Back to blogs
December 15, 2025

Never Waste a Good Failure: How Veris AI Turns Production Incidents into Self-Improving Agents

Sahar Shayegan, Andi Partovi

Failures are inevitable. No matter how carefully a prompt is constructed or a system is engineered, AI agents will eventually encounter new situations, edge cases, and messy real-world inputs that they aren't prepared for. In production, these moments are painful: a broken flow, a confused customer, a support ticket, a Slack thread dissecting what went wrong. Veris AI turns those same failures into assets to help agents self-improve.

In this post, we walk through a real example of how Veris AI simulation platform uses failure-driven evaluation design and automatic prompt optimization to help a customer service AI agent self-improve on a specific previously-problematic scenario.

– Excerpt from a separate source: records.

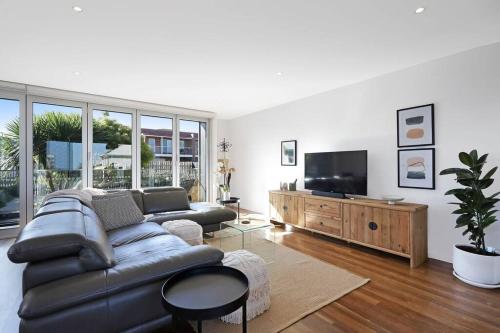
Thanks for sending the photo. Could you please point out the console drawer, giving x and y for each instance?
(319, 206)
(324, 223)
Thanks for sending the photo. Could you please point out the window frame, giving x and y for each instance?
(12, 231)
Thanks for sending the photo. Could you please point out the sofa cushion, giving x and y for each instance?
(37, 273)
(163, 201)
(117, 210)
(202, 217)
(134, 233)
(63, 234)
(83, 197)
(157, 258)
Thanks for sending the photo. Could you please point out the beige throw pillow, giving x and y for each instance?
(117, 210)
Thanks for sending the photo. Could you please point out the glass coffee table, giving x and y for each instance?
(249, 235)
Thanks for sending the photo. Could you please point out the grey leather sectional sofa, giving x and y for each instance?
(80, 278)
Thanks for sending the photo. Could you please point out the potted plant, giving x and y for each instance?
(476, 263)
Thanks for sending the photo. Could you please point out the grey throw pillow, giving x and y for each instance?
(117, 210)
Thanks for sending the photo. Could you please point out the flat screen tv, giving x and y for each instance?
(341, 172)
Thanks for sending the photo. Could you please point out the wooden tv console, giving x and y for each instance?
(399, 229)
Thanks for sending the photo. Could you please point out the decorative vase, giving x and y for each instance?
(475, 269)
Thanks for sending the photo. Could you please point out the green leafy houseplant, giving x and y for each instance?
(475, 211)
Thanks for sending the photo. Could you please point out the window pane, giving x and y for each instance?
(156, 155)
(111, 150)
(9, 163)
(192, 157)
(57, 149)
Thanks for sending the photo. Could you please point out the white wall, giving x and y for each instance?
(465, 89)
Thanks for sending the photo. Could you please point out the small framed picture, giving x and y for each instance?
(416, 168)
(289, 152)
(416, 126)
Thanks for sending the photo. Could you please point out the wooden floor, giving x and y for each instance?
(397, 299)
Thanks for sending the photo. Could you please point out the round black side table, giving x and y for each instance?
(206, 293)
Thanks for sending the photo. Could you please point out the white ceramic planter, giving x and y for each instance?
(478, 270)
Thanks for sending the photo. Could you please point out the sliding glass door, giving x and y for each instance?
(192, 158)
(56, 149)
(12, 164)
(112, 148)
(156, 154)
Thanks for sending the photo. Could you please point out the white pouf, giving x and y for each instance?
(259, 298)
(188, 230)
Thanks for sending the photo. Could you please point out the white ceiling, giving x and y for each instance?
(223, 55)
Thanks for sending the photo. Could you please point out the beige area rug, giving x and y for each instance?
(300, 285)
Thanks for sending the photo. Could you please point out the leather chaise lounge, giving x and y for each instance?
(80, 278)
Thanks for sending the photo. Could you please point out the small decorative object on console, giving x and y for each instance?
(392, 199)
(289, 153)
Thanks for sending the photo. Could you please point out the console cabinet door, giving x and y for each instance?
(293, 209)
(380, 227)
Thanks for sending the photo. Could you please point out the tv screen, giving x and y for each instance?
(342, 172)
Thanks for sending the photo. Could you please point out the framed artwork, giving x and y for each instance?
(416, 126)
(289, 152)
(416, 168)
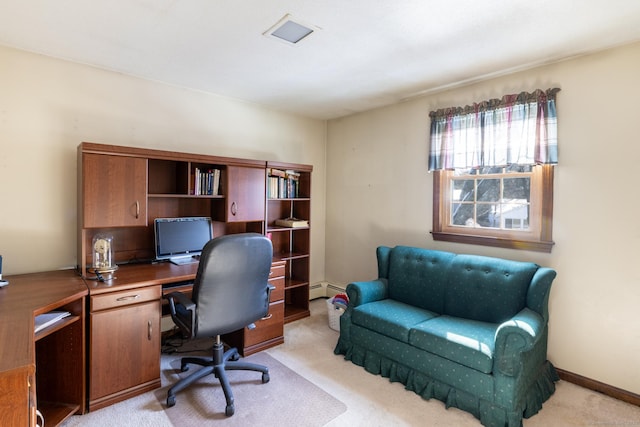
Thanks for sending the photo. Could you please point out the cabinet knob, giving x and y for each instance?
(128, 298)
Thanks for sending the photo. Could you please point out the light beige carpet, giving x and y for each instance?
(371, 401)
(286, 400)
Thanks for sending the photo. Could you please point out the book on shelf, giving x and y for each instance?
(206, 183)
(47, 319)
(283, 184)
(292, 222)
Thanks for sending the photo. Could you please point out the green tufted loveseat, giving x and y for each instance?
(468, 330)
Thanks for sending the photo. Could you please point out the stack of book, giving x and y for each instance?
(283, 184)
(292, 222)
(206, 183)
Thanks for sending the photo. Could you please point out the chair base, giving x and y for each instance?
(218, 365)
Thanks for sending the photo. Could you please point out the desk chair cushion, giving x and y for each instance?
(231, 289)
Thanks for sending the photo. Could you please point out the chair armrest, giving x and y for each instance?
(515, 337)
(182, 300)
(363, 292)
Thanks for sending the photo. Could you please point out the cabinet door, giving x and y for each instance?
(245, 194)
(114, 191)
(125, 348)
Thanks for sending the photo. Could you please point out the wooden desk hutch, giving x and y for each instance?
(121, 190)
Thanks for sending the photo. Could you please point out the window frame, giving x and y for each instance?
(538, 238)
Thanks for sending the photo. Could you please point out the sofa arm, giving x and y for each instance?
(363, 292)
(517, 336)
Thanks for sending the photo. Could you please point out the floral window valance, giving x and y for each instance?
(518, 129)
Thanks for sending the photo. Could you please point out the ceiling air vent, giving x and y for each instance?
(289, 30)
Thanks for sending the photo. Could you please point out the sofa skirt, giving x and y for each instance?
(489, 413)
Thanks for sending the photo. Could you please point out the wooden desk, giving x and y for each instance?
(123, 323)
(124, 330)
(58, 351)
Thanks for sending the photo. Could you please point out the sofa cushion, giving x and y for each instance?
(487, 289)
(391, 318)
(468, 342)
(418, 277)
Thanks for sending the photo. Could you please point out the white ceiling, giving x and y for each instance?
(364, 54)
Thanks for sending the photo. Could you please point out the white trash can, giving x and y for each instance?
(334, 315)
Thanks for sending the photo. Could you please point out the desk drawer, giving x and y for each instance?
(276, 278)
(272, 326)
(122, 298)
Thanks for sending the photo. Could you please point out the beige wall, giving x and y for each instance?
(48, 106)
(379, 193)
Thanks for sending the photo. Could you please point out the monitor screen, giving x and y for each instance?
(180, 240)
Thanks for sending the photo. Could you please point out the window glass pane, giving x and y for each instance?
(461, 214)
(488, 190)
(488, 215)
(516, 216)
(490, 170)
(462, 190)
(519, 168)
(517, 189)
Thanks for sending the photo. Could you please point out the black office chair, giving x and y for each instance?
(231, 291)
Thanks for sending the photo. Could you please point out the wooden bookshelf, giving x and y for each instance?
(289, 196)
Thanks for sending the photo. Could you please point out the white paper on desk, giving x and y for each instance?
(48, 319)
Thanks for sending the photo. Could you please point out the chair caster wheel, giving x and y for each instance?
(171, 401)
(229, 410)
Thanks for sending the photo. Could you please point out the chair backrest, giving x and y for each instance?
(231, 286)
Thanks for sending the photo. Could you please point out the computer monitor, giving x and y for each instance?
(180, 240)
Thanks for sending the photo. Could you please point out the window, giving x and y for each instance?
(493, 172)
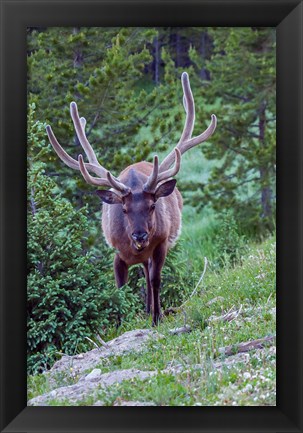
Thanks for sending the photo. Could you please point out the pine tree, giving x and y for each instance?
(242, 88)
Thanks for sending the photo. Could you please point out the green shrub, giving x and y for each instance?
(228, 242)
(71, 294)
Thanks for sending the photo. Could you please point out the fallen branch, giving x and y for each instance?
(183, 330)
(198, 284)
(227, 317)
(247, 346)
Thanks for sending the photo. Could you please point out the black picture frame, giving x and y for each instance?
(287, 17)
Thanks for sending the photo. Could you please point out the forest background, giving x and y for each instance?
(126, 82)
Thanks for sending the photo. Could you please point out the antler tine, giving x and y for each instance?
(173, 171)
(68, 160)
(110, 181)
(116, 184)
(189, 106)
(152, 181)
(79, 127)
(186, 141)
(97, 181)
(105, 179)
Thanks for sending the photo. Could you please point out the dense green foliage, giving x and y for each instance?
(71, 294)
(126, 82)
(243, 94)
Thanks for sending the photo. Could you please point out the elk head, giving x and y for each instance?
(142, 208)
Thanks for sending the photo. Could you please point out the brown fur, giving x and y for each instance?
(164, 229)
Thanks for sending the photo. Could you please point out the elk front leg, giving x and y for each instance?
(147, 266)
(121, 276)
(121, 271)
(157, 263)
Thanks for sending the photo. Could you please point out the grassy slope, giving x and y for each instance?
(250, 285)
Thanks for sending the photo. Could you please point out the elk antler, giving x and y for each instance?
(105, 177)
(155, 178)
(186, 141)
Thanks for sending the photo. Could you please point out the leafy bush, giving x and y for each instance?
(70, 293)
(229, 244)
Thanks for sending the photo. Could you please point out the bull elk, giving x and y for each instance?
(141, 215)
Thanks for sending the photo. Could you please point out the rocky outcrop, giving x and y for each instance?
(88, 383)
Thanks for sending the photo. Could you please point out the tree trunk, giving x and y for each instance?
(156, 60)
(78, 55)
(266, 193)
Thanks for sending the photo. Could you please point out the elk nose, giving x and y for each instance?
(139, 236)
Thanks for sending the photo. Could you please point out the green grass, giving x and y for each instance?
(246, 283)
(251, 285)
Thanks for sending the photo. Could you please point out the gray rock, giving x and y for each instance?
(88, 386)
(131, 341)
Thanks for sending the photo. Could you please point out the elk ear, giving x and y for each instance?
(165, 188)
(109, 197)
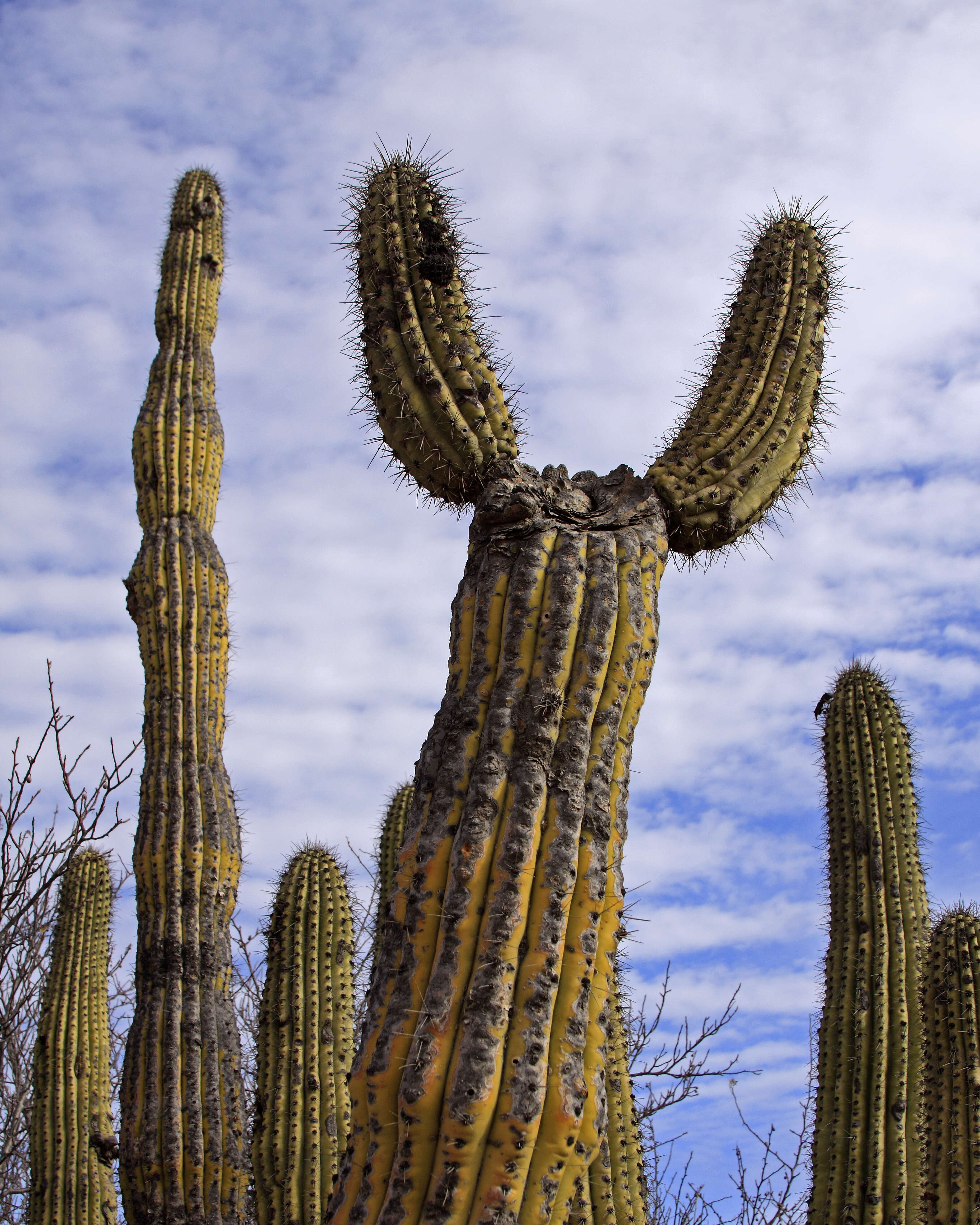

When you notice a failure in your agent, Veris platform can use the production log to reconstruct and expand that edge case into a set of similar scenarios and new targeted evaluation rubrics. It then uses the new evaluation in simulation to iteratively refine the agent’s prompt and re-test it against the same scenario family in a comprehensive simulation engine. The outcome is a measurable, repeatable improvement in how the agent handles that entire class of failures in the future. We show that the customer support agent learns to deal with the new issue through automated prompt improvement, without any humans in the loop.

Enterprise problem

Once an issue is identified in production, developers have a myriad of tools in their arsenal to fix the issue and improve the AI agent, from LLM models to prompts and architectures. However, this usually turns into a whack-a-mole exercise where every new issue requires manual intervention. Moreover, fixing one issue might lead to regression on other issues, when the fix is not thoroughly tested. This has lead to many teams not being able to improve the agent frequently, once in production.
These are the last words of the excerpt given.